I bristled at his tone for a moment, but suddenly it dawned on me that I hadn’t told Frank anything about how I had left things with Guy, and that he might be jealous.
“By the way, I’m bringing Lydia along when I go to lunch with Guy. I’m hoping they’ll hit it off with each other.”
He looked up at me. “Really?”
“Really. I can only handle making one guy pissed off at me at a time.”
“I’m not pissed off at you.”
“Give it another five minutes.”
He smiled briefly, then grew serious again. “Irene, look, let the department check Hollingsworth and Longren out. I’ll let you know what we find out and you can write your story from there.”
“I was wrong. It’s going to be less than five minutes.”
He took the hint and we sat there quietly for a while.
“I guess I’m a slow learner,” he said. “I’ve known all along that you were going to keep poking your nose into things until you got hurt. Just try to understand that it isn’t easy on me.”
“I might not get hurt. I might be able to help prevent other people from getting hurt.”
“That’s my job.”
“That’s both of our jobs.”
He shook his head.
“What?” I asked.
No reply. He looked out the windows, sighed and looked back at me.
“Please be careful,” he said.
“I will.”
He looked out the windows again. I couldn’t read him at all. It bothered me. Maybe he had decided to stop mollycoddling me. But I worried that instead he was only distancing himself from me.
“Let’s go,” he said at last.
He drove me home, walked me to the front door, and said a polite goodnight.
I lay awake a long time, angry by turns with myself and then with Frank. Finally I fell asleep.
I dreamed a memory-dream of O’Connor that night. It was a mixture of two separate evenings we had actually spent together, interspliced into one in the dream. We were laughing and drinking and watching fat women dance. He turned to me and said, “Remember what Sister Kenny once said.”
“Sister Kenny?” I said in the dream, just as I had the night he brought it up. “Is she someone who taught you in Catholic school?”

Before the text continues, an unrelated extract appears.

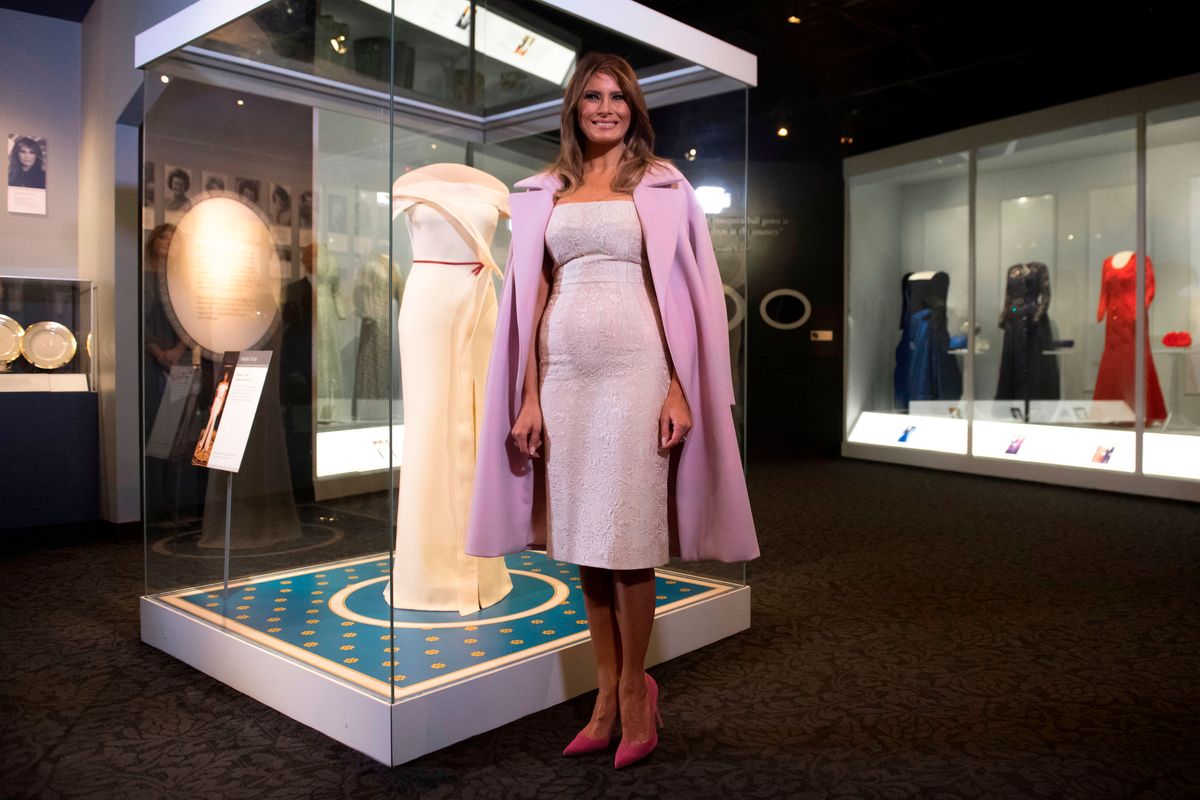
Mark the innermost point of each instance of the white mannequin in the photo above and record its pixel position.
(447, 323)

He laughed in the dream, as he had then. “No, my dear, I suppose you are too young to remember Sister Kenny. Elizabeth Kenny. She was an Australian nurse who developed a treatment for polio. And took a lot of guff along the way-but anyway, what she said was, ‘Better to be a lion for a day than a sheep all your life.’”
“I like that.”
“I knew you would”-he smiled in the dream-“I knew you would.”
42
LYDIA AND I drove separately on Monday morning. I went back down to the morgue and checked out microfilm rolls for the last week in March and all of April 1955. Throughout both months Richard Longren was mentioned frequently. Nothing about his leaving town. And during Easter week, he was featured in an article almost every day, in connection with some special committee that was looking into the polio-vaccine controversy and which vaccine should be used by the health department in Las Piernas.
So that let Longren off the hook as far as an opportunity to get together with Jennifer Owens.

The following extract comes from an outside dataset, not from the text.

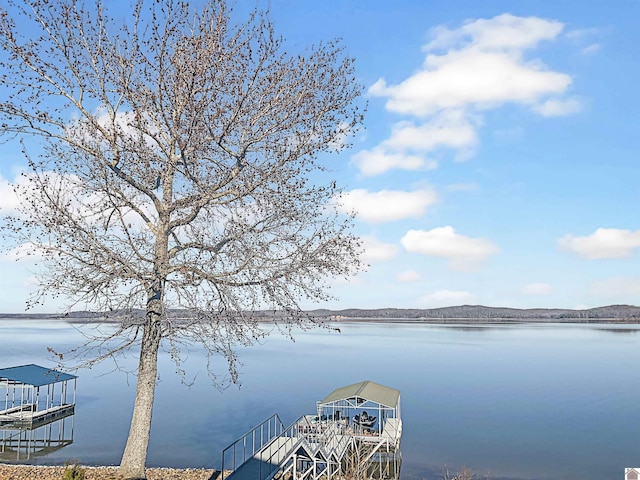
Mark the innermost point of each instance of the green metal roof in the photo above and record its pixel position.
(375, 392)
(34, 375)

I looked up at the clock. I had spent over two hours looking at microfilm. I decided to go upstairs and call Guy.
Guy was his charming self and said that he would love to meet for lunch. “I also have something on that matter we discussed the other day,” he said.
“What did you find out?”
“I think it would be better if we waited on that,” he said, and I realized that someone must be standing near his desk. He went on. “By the way, why don’t you have your friend with the spark join us? He may find it interesting as well.”
“Okay, I’ll meet you at the bank at about eleven. I’ll bring both friends if I can.”
“I think it would be better if I met you.”
So someone was nearby.
“I take it we don’t want to meet at some banker’s hot spot.”